Филип шире улыбнулся.
— Я знал, точнее, догадывался уже пару недель. Потом увидел запись о приеме к врачу в блокноте около телефона, и последние сомнения отпали. А когда секретарша сказала, что ты ждешь меня у кабинета, я убедился окончательно. Ты не стала бы приходить, если бы не хотела сообщить интересные новости.
Амелии не терпелось узнать, что он думает.
— И какие у тебя мысли по этому поводу?
Филип встал, подошел к ней, заставил встать с кресла и обнял.
— Не представляю, зачем женщины соглашаются на муки и боль деторождения; я и не надеялся, что однажды кто-то согласится пойти на это ради меня. Но если ты рада, я тоже рад. Мало того, я счастлив.

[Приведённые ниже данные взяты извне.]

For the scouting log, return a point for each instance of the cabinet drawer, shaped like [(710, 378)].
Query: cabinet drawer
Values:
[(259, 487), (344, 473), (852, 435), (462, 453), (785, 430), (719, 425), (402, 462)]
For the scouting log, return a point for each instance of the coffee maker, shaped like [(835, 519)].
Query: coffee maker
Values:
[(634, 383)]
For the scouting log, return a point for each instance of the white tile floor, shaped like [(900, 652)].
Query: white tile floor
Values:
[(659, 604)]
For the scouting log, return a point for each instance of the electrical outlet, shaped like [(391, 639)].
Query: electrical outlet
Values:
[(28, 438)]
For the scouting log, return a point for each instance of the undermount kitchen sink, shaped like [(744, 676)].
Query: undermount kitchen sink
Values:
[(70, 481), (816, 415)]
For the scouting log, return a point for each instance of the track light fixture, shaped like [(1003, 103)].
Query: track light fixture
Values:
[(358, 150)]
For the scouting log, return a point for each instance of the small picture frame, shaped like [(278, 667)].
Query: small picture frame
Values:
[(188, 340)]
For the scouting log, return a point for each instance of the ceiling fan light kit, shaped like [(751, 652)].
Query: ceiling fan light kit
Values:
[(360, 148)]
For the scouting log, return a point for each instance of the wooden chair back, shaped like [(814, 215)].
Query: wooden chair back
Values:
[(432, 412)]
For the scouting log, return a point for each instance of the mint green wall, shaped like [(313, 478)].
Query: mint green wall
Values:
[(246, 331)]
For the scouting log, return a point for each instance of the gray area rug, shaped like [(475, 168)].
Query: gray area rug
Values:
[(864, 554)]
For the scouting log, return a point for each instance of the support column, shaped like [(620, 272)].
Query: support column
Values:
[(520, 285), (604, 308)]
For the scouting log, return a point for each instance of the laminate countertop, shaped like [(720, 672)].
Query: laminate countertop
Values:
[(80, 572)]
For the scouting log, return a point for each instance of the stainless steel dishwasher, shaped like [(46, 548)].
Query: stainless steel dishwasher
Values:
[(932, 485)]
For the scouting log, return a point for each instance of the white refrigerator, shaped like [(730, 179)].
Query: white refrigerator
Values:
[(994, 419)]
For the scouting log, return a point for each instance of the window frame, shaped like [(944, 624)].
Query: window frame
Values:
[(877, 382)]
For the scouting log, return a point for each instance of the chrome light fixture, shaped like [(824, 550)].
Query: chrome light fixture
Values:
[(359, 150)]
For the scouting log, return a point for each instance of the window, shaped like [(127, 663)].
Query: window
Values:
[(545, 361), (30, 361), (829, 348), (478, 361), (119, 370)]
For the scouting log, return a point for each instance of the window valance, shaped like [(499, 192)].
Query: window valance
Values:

Амелия улыбнулась и произнесла:
— Пообещай мне одно.
— Что?
— Что не перестанешь любить меня, когда я стану толстой и некрасивой, — взмолилась она.
Филип рассмеялся и честно ответил:
— Как я уже сказал, мне трудно поверить, как вы, женщины, согласны терпеть девять месяцев неудобств и все прочее, что связано с деторождением. Раз ты готова пойти на это ради меня, это лишь усилит мою любовь к тебе.